Anna Elisabeth steckte die Nähnadel in den Stoff und schnitt einen neuen Faden ab. »Das kann er«, bestätigte sie dem Kind, »aber willst du wirklich, dass sie aus dem schönen Himmel wieder in eure kleine Hütte kommt? Ich meine – sie hat es doch jetzt so viel besser ...«

Mariechen dachte nach, das sah man ihrer ernsten Miene an. »Ist es immer warm im Himmel?«, fragte sie schließlich. »Und hat meine Mutter immer genug zu essen ... auch Wecken mit Rosinen?«

»Sie kriegt im Himmel alles, was sie sich nur wünschen kann«, sagte Anna Elisabeth.

»Alles?« Mariechen machte große runde Augen. »Sogar ... ein Stück Braten und weißes Brot, so viel sie will?«

»Aber ja!«

»Und sie muss nicht mehr so viel arbeiten – und es tut ihr nie der Rücken weh, und die Sorgen sind alle weg?«

»Nie mehr.«

»Dann will ich, dass sie im Himmel bleibt.« Die Worte des Kindes waren durchdrungen von Überzeugung. »Ich hab sie lieb ... auch wenn ich sie noch lieber bei mir hätte ...«

Anna Elisabeth lächelte über das ernste, gläubige Antlitz des kleinen Mädchens. Gleichzeitig stiegen ihr unvermittelt die Tränen in die Augen. Wie bescheiden sich das Kind den Himmel vorstellte – gutes Essen hin und wieder, Wärme, weniger Arbeit und kein Schmerz ... Das war weiß Gott nicht zu viel verlangt – auch nicht für diese Welt.

Sie fädelte die Nadel ein und arbeitete weiter. Der Kindermantel, den sie nähte, sollte für Mariechen sein. Zwei warme Jacken hatte sie bereits für Matthias’ kleine Jungen gemacht; die dicke Decke, die der Reiter damals einfach im Stall hatte liegen lassen, war groß genug gewesen und hatte dazu ausgereicht. Geistesabwesend streichelte sie mit dem kleinen Finger über die weiche, flauschige Wolle. Hatte der Fremde seine Decke nur vergessen – oder hatte er sie als zusätzliche Zahlung für Unterkunft und Speise gedacht? Anna Elisabeth wusste es nicht. Sie vermutete das Erstere, denn er war schon ein wunderlicher Kerl gewesen, dieser Albrecht Hund aus Schwarzental...

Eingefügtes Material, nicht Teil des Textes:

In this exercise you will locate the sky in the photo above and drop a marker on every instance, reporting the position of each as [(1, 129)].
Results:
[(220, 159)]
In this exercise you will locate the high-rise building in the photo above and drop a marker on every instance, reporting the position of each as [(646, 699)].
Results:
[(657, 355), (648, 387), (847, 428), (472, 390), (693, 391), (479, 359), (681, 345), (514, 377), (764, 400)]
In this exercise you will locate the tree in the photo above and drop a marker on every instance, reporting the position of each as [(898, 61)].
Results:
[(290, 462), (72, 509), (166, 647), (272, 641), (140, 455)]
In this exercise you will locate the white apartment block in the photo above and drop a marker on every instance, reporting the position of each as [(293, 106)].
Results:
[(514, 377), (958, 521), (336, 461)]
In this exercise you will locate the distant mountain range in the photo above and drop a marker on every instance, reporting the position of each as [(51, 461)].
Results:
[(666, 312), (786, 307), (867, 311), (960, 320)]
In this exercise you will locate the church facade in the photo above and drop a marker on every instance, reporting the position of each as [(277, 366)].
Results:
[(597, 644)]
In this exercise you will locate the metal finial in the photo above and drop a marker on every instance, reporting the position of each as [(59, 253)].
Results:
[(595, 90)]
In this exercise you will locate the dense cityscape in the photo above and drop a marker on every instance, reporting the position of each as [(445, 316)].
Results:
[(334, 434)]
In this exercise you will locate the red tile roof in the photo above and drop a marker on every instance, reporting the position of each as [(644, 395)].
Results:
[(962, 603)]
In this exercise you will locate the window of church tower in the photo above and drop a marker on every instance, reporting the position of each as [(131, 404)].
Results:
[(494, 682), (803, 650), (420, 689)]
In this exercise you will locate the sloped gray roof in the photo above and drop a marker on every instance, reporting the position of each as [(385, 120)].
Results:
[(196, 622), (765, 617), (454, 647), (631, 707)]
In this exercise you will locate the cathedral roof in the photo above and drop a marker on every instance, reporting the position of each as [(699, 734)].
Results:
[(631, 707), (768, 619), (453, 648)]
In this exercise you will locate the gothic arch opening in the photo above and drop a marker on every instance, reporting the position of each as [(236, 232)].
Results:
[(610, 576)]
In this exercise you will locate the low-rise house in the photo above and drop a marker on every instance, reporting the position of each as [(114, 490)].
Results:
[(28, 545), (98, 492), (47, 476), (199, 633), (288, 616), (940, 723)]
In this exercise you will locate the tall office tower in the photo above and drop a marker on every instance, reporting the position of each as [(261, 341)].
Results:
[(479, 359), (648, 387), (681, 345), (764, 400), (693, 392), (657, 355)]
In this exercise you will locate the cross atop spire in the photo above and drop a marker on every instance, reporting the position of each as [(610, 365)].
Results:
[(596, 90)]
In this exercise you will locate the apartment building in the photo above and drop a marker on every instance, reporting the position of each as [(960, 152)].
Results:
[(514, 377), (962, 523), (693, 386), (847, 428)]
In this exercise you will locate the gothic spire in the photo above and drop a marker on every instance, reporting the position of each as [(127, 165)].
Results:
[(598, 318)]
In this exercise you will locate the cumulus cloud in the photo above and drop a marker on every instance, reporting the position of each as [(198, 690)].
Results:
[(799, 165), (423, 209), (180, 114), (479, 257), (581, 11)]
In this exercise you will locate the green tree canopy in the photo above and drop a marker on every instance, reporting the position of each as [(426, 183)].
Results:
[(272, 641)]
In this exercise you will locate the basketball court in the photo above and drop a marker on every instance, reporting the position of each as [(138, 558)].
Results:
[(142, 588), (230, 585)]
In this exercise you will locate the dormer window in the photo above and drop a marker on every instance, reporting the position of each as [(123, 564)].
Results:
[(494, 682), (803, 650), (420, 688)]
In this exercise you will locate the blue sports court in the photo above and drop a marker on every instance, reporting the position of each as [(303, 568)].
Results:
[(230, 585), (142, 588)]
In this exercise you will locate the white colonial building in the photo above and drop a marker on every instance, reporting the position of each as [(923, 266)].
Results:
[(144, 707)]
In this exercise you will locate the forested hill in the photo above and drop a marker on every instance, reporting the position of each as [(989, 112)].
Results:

»Was hast du, Annelies?«, fragte Mariechen. »Du machst so ein finsteres Gesicht.«

»Ich denke, du solltest schnell heimlaufen«, wich Anna Elisabeth aus. »Ganz bestimmt warten dein Vater und die anderen schon mit dem Essen – Gertrud hat heute Hirsebrei gekocht.«

»Mit Sirup?«

»Mit Salz.«

Das plötzliche Leuchten in dem Augen des Kindes verschwand wieder. Dann kehrte es zurück. »Mit Salz schmeckt’s auch gut«, sagte Mariechen, »nur ohne alles nicht ...«

»Freu dich auf den Kirmesweck«, empfahl Anna Elisabeth lächelnd. »Jetzt ab mit dir. Später kommst du dir deinen neuen Mantel abholen – und ein Butterbrot.«

Das Kind nickte begeistert und sauste los. Seine Füßchen steckten in nagelneuen ledernen Bundschuhen – festen, solide benagelten kleinen Stiefeln, wie der Müllerhannes sie vor ein paar Tagen für alle Kinder des armen Matthias gemacht hatte. Überhaupt hatten sich alle aus dem Dorf daran beteiligt, die Not der Familie ein wenig zu lindern. Matthias und seine Kinder würden diesen Winter sicherlich nicht mehr darben müssen als alle anderen auch.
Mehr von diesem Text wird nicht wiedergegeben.